United Airlines reports that it has extended its cancellation of Boeing 737 Max flights. The airline plans to do so at least until early November 2019, a move that will affect 5,000 flights. Previously, the airline extended cancellations after the Federal Aviation Administration discovered a new 737 software flaw.
This software flaw is not the same one that contributed to two deadly 737 Max plane crashes that claimed nearly 400 lives. The CEO of Boeing states that the company needs the additional time to correct the latest flaw and have its corrected software approved by the FAA before the planes can be prepared to safely fly again. Southwest Airlines aims to stick with plans to reintroduce the 737 Max planes in October 2019. Until then, the airline is cancelling 150 of its daily flights.
American Airlines isn’t discussing its plans.
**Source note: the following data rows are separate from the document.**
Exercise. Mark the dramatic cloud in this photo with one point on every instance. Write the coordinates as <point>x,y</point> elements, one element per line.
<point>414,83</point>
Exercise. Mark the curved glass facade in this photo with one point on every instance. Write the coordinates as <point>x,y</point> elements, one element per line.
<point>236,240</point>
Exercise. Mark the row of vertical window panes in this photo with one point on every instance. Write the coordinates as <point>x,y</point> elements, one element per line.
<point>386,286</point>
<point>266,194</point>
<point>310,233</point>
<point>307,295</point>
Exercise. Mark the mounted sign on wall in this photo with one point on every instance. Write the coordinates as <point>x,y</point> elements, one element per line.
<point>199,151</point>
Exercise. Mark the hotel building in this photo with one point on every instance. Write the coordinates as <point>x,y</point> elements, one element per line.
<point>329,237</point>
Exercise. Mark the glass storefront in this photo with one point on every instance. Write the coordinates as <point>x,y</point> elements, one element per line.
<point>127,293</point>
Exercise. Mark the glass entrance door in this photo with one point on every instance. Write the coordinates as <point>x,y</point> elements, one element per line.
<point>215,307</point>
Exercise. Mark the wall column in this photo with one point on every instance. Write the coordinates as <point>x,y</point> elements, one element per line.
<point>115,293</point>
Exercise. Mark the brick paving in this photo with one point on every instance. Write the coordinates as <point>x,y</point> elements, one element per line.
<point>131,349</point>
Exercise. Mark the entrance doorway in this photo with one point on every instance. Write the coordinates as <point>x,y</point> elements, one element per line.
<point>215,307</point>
However, the airline had previously canceled 737 Max flights. Delta Airlines is not affected since the airline does not fly these planes. Meanwhile, United has vowed to “nimbly make the necessary adjustments” to safely get its 737 Max planes ready for use again. The issue on the two flights that crashed was an external sensor that was part of software referred to as a Maneuvering Characteristics Augmentation System. Pilots in both crashes, however, were unaware of this software because Boeing did not disclose this information to the airline.
With matters involving aircraft sales and purchases and related components, an aviation lawyer may get involved if there is evidence that a design flaw contributed to a crash. It might also be possible to hold a manufacturer legally responsible if they failed to fully provide details of an aircraft’s software to the airline. A lack of such knowledge may prevent an airline from conducting proper software checks.